Evauluating earthquake fault lines with buried explosives
If you can fight fire with fire, can we gain an upper hand on earthquakes by purposely creating seismic waves in the ground? It won’t prevent future quakes exactly, but geologists are planning on detonating small explosives near the Hayward and Chabot Faults near Oakland, California, in the coming weeks to get a better idea what to expect during the next big seismic event. As it turns out, releasing a relatively tiny amount of energy below the ground is one of our best ways to measure the state of the fault, hopefully giving us insight into what to expect when things really start moving at some point in the future.
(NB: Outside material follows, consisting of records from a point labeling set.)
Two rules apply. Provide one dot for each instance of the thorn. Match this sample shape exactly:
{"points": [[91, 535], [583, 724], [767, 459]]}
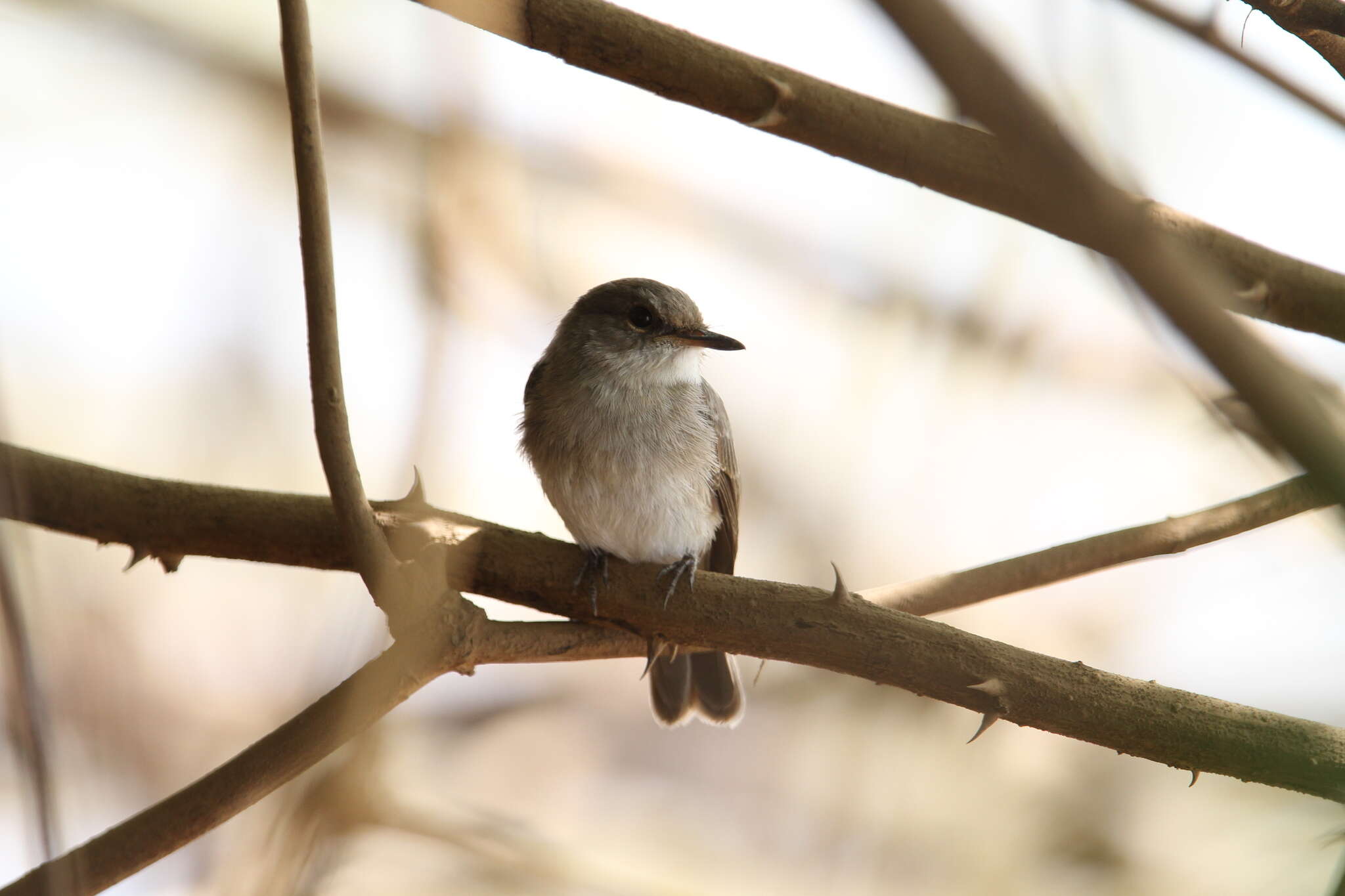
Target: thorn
{"points": [[655, 649], [986, 720], [136, 557], [839, 593], [774, 116], [994, 687], [416, 496]]}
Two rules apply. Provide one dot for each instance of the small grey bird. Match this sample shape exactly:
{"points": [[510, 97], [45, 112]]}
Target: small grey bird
{"points": [[632, 448]]}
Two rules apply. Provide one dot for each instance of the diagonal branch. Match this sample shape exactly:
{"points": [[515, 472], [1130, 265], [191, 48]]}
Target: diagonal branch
{"points": [[298, 744], [959, 161], [1184, 288], [1173, 535], [1204, 32], [1319, 23], [374, 562], [728, 613]]}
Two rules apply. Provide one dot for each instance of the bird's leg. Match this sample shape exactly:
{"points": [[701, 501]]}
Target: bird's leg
{"points": [[594, 568], [685, 566]]}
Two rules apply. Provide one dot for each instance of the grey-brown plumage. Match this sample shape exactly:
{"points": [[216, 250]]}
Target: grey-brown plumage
{"points": [[634, 450]]}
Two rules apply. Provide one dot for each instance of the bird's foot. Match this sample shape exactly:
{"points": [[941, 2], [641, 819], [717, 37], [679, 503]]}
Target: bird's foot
{"points": [[686, 566], [594, 570]]}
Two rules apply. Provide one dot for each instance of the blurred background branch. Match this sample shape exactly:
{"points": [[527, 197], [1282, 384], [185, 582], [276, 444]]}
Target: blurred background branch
{"points": [[930, 386], [1204, 30]]}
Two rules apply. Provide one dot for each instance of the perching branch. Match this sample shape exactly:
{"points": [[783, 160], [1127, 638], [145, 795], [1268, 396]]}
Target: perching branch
{"points": [[374, 562], [1319, 23], [1173, 535], [1204, 32], [959, 161], [741, 616], [1183, 286]]}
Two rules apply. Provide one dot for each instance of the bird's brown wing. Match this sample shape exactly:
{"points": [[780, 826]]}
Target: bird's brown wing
{"points": [[724, 550]]}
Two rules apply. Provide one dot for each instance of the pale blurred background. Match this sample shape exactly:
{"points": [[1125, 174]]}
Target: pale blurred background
{"points": [[927, 387]]}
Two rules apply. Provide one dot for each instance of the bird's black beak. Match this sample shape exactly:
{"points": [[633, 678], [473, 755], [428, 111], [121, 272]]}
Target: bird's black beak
{"points": [[705, 339]]}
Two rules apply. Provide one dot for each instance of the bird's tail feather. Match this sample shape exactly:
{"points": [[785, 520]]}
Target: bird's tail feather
{"points": [[695, 683]]}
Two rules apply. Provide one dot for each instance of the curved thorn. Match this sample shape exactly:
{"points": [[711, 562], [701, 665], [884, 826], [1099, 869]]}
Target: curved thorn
{"points": [[416, 495], [986, 720], [136, 557], [839, 593], [655, 649], [170, 562]]}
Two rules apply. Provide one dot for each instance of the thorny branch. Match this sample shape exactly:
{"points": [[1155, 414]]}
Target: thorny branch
{"points": [[1204, 32], [956, 160], [741, 616]]}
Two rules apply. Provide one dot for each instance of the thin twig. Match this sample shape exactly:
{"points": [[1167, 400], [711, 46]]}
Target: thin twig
{"points": [[373, 559], [1319, 23], [164, 516], [736, 614], [1204, 32], [951, 159], [26, 707], [1173, 535], [1184, 288], [298, 744]]}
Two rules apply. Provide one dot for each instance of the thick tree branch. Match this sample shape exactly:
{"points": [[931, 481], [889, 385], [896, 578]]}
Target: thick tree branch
{"points": [[736, 614], [374, 562], [1204, 32], [296, 746], [1173, 535], [1319, 23], [1184, 288], [954, 160]]}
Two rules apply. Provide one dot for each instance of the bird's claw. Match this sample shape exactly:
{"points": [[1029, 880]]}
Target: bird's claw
{"points": [[685, 566], [594, 568]]}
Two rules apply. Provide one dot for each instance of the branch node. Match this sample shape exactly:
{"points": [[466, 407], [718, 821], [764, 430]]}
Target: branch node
{"points": [[775, 114], [993, 687], [1254, 295]]}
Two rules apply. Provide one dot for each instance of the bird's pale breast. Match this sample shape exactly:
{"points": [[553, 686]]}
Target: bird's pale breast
{"points": [[638, 485]]}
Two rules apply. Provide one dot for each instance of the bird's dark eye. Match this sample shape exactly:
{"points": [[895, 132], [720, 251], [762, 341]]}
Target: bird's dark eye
{"points": [[642, 317]]}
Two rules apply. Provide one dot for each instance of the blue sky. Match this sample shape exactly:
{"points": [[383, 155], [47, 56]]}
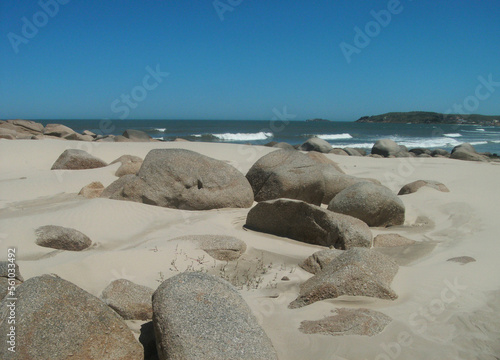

Explosives don’t do the job on their own, of course. The first step to these measurements is to install a battery 500 of seismographs over a 10 mile range, crossing over both fault lines. Once those are in place, 16 small explosives can be detonated in 30-foot-deep holes. While they’ll be detonating the explosives in the middle of the night, they likely won’t be waking up the neighbors, as only a small amount of the released energy will make it to the surface. However, the seismographs will be sensitive enough to pick up the explosion’s energy as it is transmitted through the ground.
Registering wave ratios
That energy will be transmitted in various types of waves that stretch and contort the ground as they move away from the disruption’s epicenter. Primary waves, also called “p” waves, are a bit like like sound waves moving through the air. The ground is compressed laterally, but quite often isn’t the most destructive part of an earthquake. P waves move very quickly, and may be what animals detect moments before the more violent shear waves of an earthquake make themselves evident.
Shear waves, also called secondary or “s” waves, radiate out from the source of disruption with a vertical movement. They cause the ground to oscillate up and down, and are able to violently toss things around on the surface. Critically, they are slower than p waves, and can only move through solid rock, which makes them useful for measuring the state of the soil 30 feet below the surface.
As these two types of waves hit the buried seismographs, their arrival time and intensity will be compared. If p waves seem to be oddly higher than s waves, it will mean that the rock underneath the Oakland area isn’t solid and continuous. Pockets of other materials indicate damaged, weakened structures, basically describing more dangerously faulted rock, ripe for the next big earthquake. If this is discovered, it will help reshape earthquake prediction maps, and show what structures need to be more aggressively retrofit for seismic safety.